Muitas and Bancada Ativista are two of the founding members of Ocupa Política – by building a common platform, they strengthen each other and their members both during their campaigns and throughout their periods in office, raising their potential to make an impact.
This new generation of progressives – which goes beyond those involved with Ocupa Política – is less vocal on labor and trade, and more focused on identity-related issues. An analysis of campaign materials from those who have been elected for the first or second time in 2018 evidences most ran on messages centered around gender, race, sexuality, or geographic identity with a focus on people living in low-income urban peripheries. Inequalities are heavily mentioned and framed through those lenses. Education, housing and security also appear frequently, often in connection to identity as well, while health, culture and environmental issues receive less attention.
A couple of central challenges will be faced by this new generation of progressives over the coming years. The first is to deal with the ongoing dismantlement of economic, social and environmental policies – a wave that is reaching its peak with Bolsonaro’s presidency. Most of their time and energy will likely be focused on resisting change that goes against progressive agendas, rather than working to advance those agendas. Considering the unfavorable power balance, this will require careful strategy to prioritize the issues most relevant from a structural perspective, and to ensure action where there are real chances of victory.

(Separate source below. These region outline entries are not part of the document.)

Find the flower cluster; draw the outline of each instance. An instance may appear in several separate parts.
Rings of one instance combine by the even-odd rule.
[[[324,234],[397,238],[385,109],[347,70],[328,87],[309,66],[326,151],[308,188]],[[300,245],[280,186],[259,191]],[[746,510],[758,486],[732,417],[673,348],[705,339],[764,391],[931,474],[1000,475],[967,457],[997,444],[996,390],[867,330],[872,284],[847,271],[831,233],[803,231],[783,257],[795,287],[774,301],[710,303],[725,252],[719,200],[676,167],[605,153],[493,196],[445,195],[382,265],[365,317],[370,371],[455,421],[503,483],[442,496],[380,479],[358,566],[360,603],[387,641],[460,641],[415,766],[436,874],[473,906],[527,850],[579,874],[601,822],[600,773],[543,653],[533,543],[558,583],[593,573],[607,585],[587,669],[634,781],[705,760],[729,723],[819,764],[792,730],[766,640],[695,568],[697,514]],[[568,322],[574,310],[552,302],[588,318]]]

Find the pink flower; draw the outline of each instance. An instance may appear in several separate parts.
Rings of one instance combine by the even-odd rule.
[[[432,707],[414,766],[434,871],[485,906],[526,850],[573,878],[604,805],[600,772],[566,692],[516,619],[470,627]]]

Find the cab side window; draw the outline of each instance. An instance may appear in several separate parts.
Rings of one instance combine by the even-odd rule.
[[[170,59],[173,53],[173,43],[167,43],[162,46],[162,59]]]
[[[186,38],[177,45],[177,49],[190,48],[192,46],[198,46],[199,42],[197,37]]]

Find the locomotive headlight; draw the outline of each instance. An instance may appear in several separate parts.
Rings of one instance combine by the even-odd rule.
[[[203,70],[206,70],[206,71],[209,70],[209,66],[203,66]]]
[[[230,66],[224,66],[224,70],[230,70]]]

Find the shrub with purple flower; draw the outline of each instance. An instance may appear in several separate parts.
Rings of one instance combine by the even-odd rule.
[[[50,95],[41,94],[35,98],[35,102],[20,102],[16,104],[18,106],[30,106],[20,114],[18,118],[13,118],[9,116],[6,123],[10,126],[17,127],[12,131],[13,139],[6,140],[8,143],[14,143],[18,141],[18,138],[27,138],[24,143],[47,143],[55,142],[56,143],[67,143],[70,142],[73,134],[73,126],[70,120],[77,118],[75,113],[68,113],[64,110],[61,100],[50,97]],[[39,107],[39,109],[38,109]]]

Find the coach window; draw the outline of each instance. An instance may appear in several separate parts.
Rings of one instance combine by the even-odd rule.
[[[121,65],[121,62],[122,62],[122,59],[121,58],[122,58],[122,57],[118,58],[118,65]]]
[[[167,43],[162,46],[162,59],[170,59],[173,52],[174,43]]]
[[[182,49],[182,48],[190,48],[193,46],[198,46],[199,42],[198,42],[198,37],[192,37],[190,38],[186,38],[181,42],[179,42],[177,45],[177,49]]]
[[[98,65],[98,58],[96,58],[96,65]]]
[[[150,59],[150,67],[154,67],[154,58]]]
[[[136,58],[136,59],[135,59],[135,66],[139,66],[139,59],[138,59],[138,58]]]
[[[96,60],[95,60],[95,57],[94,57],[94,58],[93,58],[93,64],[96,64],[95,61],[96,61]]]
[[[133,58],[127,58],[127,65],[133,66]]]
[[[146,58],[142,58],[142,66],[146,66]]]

The second challenge will be deeply understanding the current concerns of Brazilians, and offering effective answers in a hopeful and engaging way. Brazil’s far right – as well as the far right around the globe – managed to grow by speaking to those concerns, building on mistakes from previous governments. Recent polls show violence (20%), corruption (14%) and unemployment (14%) at the top of the list of issues that most worry Brazilians, above education (12%) and behind only health (23%). Although attractive to many, the solutions put forth by the far right have generally proven to be ineffective, insufficient or against international human rights standards. Those who stand for progressive ideals now need to do the homework in order to regain territory in the debates over those issues.
Despite the challenging landscape for Brazilians who stand for more equality and rights, there is space to create change and there are reasons to be hopeful. The early days of the new government show it will not be easy for Bolsonaro and his allies to implement their agenda while keeping popular support. Many voters who were swayed by the far-right campaign rhetoric stand to lose from his policies, while a lack of cohesion and experience from Bolsonaro’s cohort is leading to internal conflicts and contradictory actions. Also, Bolsonaro is already dealing with serious corruption accusations connected to parliamentary activities of his son Flavio.
As Brazil’s far right grapples with governance, a new generation of progressives can offer new ways of doing politics that effectively challenge inequalities and promote human rights. The coming years will not be easy in Brazil, but knowing where to look makes it possible to keep hope.